Thursday, January 12, 2012

Firsts of Many

Upon having my daughter, I became obsessed with documenting her "firsts." Her first bath, first smile, first nap in my arms... I try to capture all her notable firsts, either in photos or my journal. It's gotten me thinking though, why does it seem so important? Why this general obsession among parents to mark these milestones of first foods, steps, words, hugs, smiles, nursing, naps, and more? I think it's because the first time is often a momentous occasion met with cheers, photos, and/or excited phone calls. "Lasts" however, often happen quietly, with no fanfare and no recognition of their importance at all.

I doubt I'll know at the time the last time I nurse my daughter, and the last time she falls asleep all milk drunk in my arms.
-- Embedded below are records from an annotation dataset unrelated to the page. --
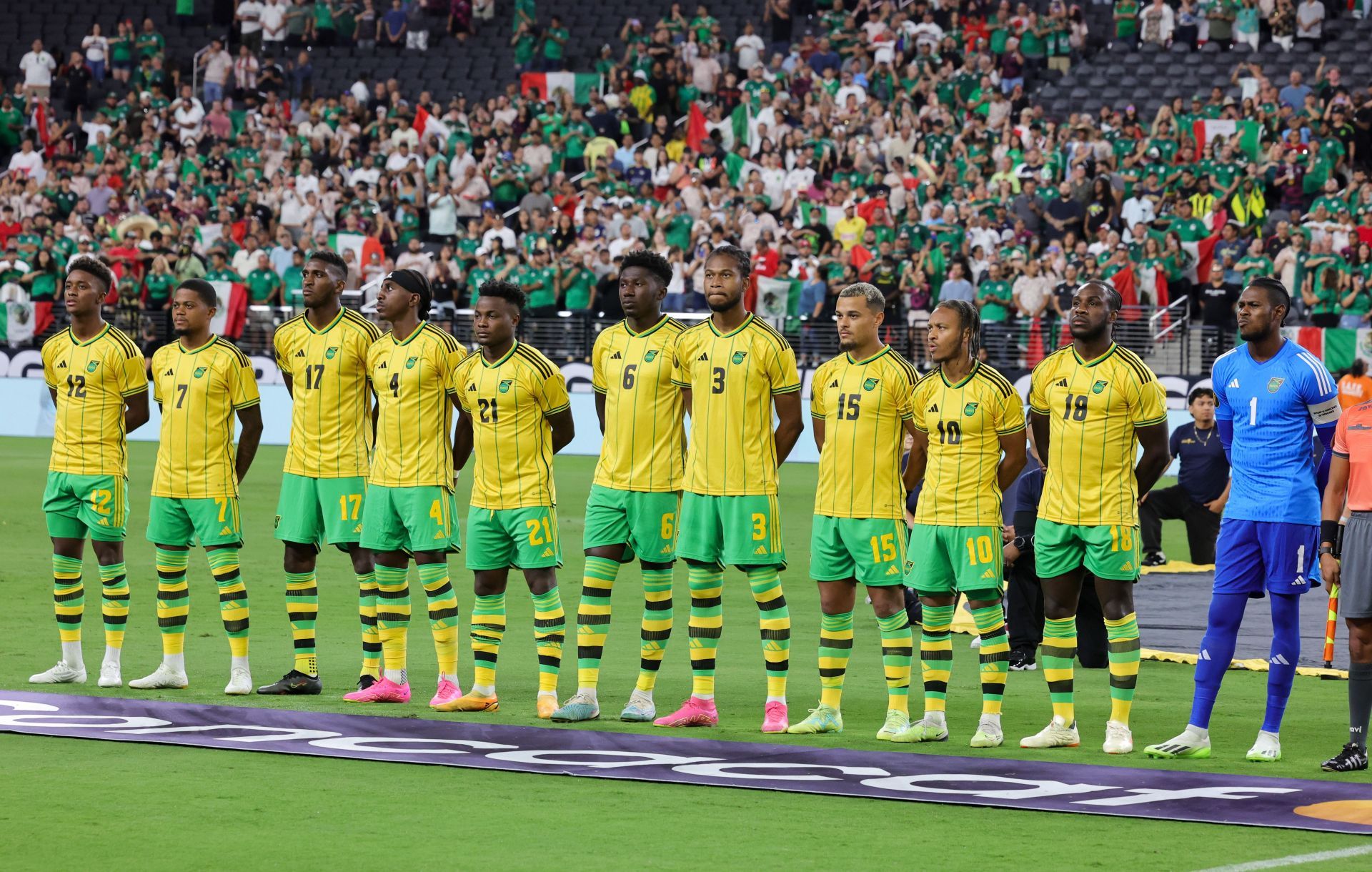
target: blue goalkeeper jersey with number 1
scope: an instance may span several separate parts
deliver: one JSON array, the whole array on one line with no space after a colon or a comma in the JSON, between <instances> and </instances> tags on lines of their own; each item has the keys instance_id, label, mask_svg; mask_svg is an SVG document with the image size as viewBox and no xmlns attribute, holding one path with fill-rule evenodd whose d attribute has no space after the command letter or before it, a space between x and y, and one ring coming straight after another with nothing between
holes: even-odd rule
<instances>
[{"instance_id":1,"label":"blue goalkeeper jersey with number 1","mask_svg":"<svg viewBox=\"0 0 1372 872\"><path fill-rule=\"evenodd\" d=\"M1339 420L1334 378L1290 339L1257 363L1247 345L1216 358L1211 369L1218 420L1233 422L1225 518L1320 523L1313 428Z\"/></svg>"}]
</instances>

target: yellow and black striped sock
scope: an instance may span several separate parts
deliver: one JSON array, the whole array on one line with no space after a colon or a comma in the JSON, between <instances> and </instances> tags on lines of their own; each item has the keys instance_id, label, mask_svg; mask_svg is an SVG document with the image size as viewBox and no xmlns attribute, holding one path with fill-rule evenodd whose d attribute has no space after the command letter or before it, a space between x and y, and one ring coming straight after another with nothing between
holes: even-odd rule
<instances>
[{"instance_id":1,"label":"yellow and black striped sock","mask_svg":"<svg viewBox=\"0 0 1372 872\"><path fill-rule=\"evenodd\" d=\"M643 619L638 628L638 682L635 689L652 693L657 670L672 637L672 567L643 567Z\"/></svg>"},{"instance_id":2,"label":"yellow and black striped sock","mask_svg":"<svg viewBox=\"0 0 1372 872\"><path fill-rule=\"evenodd\" d=\"M248 655L248 589L239 571L237 548L215 548L206 552L214 585L220 589L220 619L229 637L232 656Z\"/></svg>"},{"instance_id":3,"label":"yellow and black striped sock","mask_svg":"<svg viewBox=\"0 0 1372 872\"><path fill-rule=\"evenodd\" d=\"M100 567L100 617L104 618L104 647L123 648L129 623L129 573L123 563Z\"/></svg>"}]
</instances>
The last time she does that gasping, excited baby laugh when she sees her daddy or an animal will also likely not be noticed. The last time she gives up the fight and falls asleep spread eagled in her play room will likely be marked with amusement, but little else. Similarly the last diaper I change, though certainly worthy of celebration, will probably not be properly celebrated until the diaper itself is long gone. The last time she fits in my baby sling may be rejoiced by my aching back and shoulders, but not by my heart. The last time I have a let down at the sound of a baby crying will likely also only be looked back on with bittersweet memories, if I remember it at all. The last time she needs me to help her eat from a spoon, soothe her after a nightmare, answer yet another "why?" question, carry her to bed asleep, read her a bed time story, wash her hair for her, take a bath together, and so many, many other small and large steps towards independence will all only likely be recognized as the last time well after the fact.

So... thanks largely to the wonders of modern technology, I'm doing my best to document those important (and not so important) firsts. Those I can generally notice and keep track of, although I will admit, sometimes I can go a bit too far. Some of those "firsts" are only something a mother can truly love and appreciate.

Kat's First Solid Baby Turd. She's Going To Hate Me For This One.